The grammar aspects of the example has already been explained and the interface is very simple, so let's focus on the rest of the Code-behind.
We use a ToggleButton to enable or disable listening, using the RecognizeAsync() and RecognizeAsyncStop() methods. The RecognizeAsync() takes a parameter which informs the recognition engine if it should do a single recognition or multiple recognitions. For our example, we want to give several commands, so Multiple is used. So, to enable listening, just click the button, and to disable it, just click it again. The state is visually represented by the button, which will be "down" when enabled and normal when disabled.
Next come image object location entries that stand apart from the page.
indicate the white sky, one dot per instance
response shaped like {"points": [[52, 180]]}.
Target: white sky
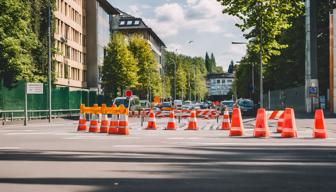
{"points": [[179, 21]]}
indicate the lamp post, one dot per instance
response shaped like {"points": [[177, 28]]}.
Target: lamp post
{"points": [[49, 61]]}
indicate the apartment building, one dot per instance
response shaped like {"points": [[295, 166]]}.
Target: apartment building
{"points": [[70, 43], [129, 25], [219, 84]]}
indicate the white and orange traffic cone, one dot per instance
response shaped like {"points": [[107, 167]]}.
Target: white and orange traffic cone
{"points": [[261, 127], [280, 122], [82, 119], [237, 127], [192, 125], [319, 130], [104, 125], [123, 121], [171, 123], [114, 123], [151, 121], [289, 128], [226, 120]]}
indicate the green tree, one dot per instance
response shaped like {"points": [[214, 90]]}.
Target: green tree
{"points": [[269, 17], [120, 68], [208, 62], [148, 73], [230, 69], [17, 42]]}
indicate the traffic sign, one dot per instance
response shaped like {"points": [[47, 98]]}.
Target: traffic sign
{"points": [[34, 88], [128, 93]]}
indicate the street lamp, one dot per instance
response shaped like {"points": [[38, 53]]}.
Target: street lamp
{"points": [[253, 86]]}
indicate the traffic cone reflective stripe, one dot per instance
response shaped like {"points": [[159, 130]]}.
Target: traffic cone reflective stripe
{"points": [[237, 127], [319, 130], [226, 120], [171, 122], [192, 125], [114, 123], [261, 127], [104, 124], [280, 122], [289, 129], [94, 124], [123, 124], [82, 122], [152, 121]]}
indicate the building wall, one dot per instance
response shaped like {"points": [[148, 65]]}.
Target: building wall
{"points": [[70, 42]]}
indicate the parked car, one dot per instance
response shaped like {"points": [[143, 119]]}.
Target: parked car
{"points": [[226, 103], [132, 103], [166, 106], [204, 105], [144, 104], [246, 107]]}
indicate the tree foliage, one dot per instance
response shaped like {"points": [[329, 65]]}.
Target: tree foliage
{"points": [[188, 70], [120, 67], [17, 43], [148, 73], [267, 17]]}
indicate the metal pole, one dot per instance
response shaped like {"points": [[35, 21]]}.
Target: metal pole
{"points": [[261, 74], [195, 81], [26, 106], [49, 61], [174, 80]]}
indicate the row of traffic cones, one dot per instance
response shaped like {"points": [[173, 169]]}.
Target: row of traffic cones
{"points": [[286, 124], [171, 125]]}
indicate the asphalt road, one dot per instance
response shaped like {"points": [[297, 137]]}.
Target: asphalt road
{"points": [[42, 157]]}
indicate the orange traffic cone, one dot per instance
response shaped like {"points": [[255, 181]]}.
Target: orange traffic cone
{"points": [[280, 122], [104, 124], [82, 122], [226, 120], [171, 122], [319, 125], [152, 121], [94, 124], [192, 121], [237, 127], [123, 121], [289, 128], [261, 127], [113, 129]]}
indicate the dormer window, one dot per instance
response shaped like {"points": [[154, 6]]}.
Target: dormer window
{"points": [[122, 23], [129, 22], [136, 22]]}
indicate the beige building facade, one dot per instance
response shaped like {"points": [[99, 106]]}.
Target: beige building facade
{"points": [[70, 43]]}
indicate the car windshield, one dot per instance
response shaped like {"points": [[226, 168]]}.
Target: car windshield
{"points": [[118, 102], [227, 103], [166, 104], [246, 103]]}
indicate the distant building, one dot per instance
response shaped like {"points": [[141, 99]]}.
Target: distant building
{"points": [[130, 25], [70, 42], [219, 85], [82, 30]]}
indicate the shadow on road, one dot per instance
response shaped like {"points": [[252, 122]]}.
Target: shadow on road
{"points": [[199, 168]]}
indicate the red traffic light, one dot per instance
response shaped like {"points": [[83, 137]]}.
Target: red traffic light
{"points": [[128, 93]]}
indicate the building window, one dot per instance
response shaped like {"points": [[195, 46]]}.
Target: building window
{"points": [[136, 22], [122, 23], [129, 22]]}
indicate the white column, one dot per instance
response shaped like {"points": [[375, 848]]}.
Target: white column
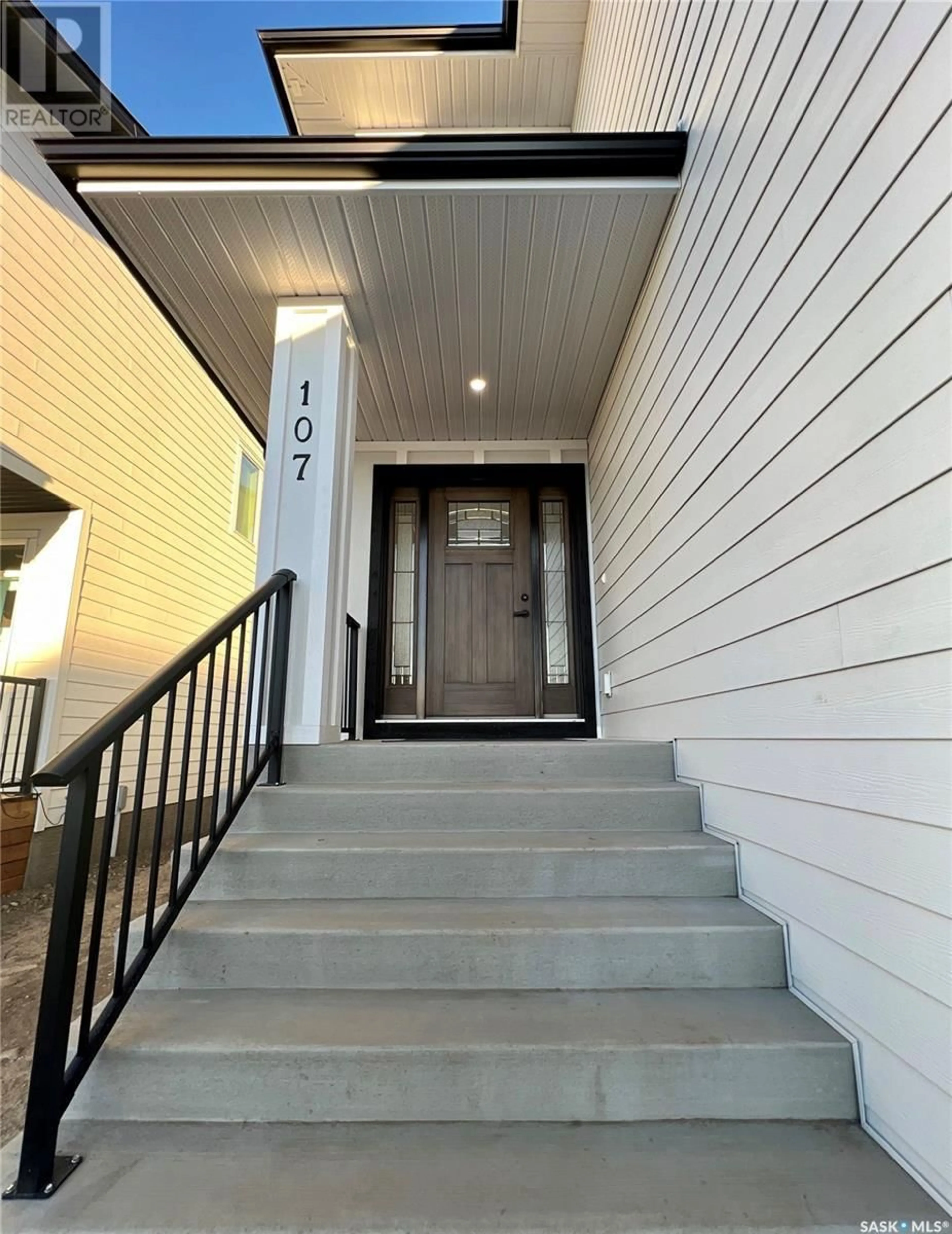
{"points": [[306, 503]]}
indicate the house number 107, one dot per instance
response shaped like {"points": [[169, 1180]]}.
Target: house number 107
{"points": [[304, 430]]}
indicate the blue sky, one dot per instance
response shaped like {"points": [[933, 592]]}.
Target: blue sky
{"points": [[197, 68]]}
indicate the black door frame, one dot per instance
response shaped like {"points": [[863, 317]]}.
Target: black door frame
{"points": [[533, 477]]}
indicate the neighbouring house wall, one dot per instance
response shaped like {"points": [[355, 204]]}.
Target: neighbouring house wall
{"points": [[100, 395], [771, 494]]}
Now, besides building the Grammar, the most interesting part is where we interpret the command. This is done in the SpeechRecognized event, which we hook up to in the constructor. We use the fully recognized text to update the demo label, to show the latest command, and then we use the Words property to dig deeper into the actual command.
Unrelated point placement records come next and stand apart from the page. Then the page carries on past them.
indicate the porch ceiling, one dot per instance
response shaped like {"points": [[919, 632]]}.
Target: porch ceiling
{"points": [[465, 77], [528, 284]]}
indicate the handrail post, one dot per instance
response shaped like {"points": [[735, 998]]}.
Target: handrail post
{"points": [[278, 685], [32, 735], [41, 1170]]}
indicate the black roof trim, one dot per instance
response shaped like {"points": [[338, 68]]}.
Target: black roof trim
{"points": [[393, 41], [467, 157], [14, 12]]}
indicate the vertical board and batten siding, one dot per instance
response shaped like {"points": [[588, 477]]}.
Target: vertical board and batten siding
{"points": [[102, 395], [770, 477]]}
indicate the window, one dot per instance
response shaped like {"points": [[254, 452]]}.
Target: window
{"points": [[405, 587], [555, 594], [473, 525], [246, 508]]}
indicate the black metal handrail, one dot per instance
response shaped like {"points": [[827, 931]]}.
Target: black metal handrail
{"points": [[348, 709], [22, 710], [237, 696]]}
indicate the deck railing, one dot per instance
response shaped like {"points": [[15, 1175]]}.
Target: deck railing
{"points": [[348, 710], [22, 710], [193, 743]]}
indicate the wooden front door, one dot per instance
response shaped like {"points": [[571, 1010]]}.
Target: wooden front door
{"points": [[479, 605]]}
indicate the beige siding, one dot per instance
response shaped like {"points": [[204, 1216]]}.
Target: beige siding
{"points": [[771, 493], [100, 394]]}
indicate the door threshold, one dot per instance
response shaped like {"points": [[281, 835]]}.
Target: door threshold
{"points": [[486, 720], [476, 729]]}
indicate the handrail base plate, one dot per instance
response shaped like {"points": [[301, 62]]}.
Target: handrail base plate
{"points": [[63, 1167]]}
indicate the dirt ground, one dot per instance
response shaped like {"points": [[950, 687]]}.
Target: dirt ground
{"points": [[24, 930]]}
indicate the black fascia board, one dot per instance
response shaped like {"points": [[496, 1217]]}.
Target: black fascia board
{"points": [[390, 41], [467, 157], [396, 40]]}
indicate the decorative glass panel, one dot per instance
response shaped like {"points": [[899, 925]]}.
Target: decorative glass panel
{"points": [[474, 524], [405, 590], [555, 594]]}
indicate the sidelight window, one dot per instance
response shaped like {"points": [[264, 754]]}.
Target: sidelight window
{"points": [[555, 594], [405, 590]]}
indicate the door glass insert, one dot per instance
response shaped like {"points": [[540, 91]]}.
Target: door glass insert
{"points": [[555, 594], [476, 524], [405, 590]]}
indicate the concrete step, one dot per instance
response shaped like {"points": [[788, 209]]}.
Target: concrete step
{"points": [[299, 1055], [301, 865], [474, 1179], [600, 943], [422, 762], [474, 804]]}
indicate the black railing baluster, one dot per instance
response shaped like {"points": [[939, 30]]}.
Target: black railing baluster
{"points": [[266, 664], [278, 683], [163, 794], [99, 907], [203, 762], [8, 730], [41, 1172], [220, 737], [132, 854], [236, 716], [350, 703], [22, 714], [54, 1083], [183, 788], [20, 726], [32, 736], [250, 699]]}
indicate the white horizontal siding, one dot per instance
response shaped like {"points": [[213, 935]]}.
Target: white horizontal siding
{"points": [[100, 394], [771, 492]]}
First off, we check that it has exactly two words - a command/property and a value. If that is the case, we check the command part first, and for each possible command, we handle the value accordingly.
For the weight and color commands, we can convert the value into something the label can understand automatically, using a converter, but for the sizes, we interpret the given values manually, since the values I've chosen for this example can't be converted automatically. Please be aware that you should handle exceptions in all cases, since a command like "weight blue" will try to assign the value blue to the FontWeight, which will naturally result in an exception.
Summary
As you can hopefully see, speech recognition with WPF is both easy and very powerful - especially the last example should give you a good idea just how powerful! With the ability to use dictation and/or specific voice commands, you can really provide excellent means for alternative input in your applications.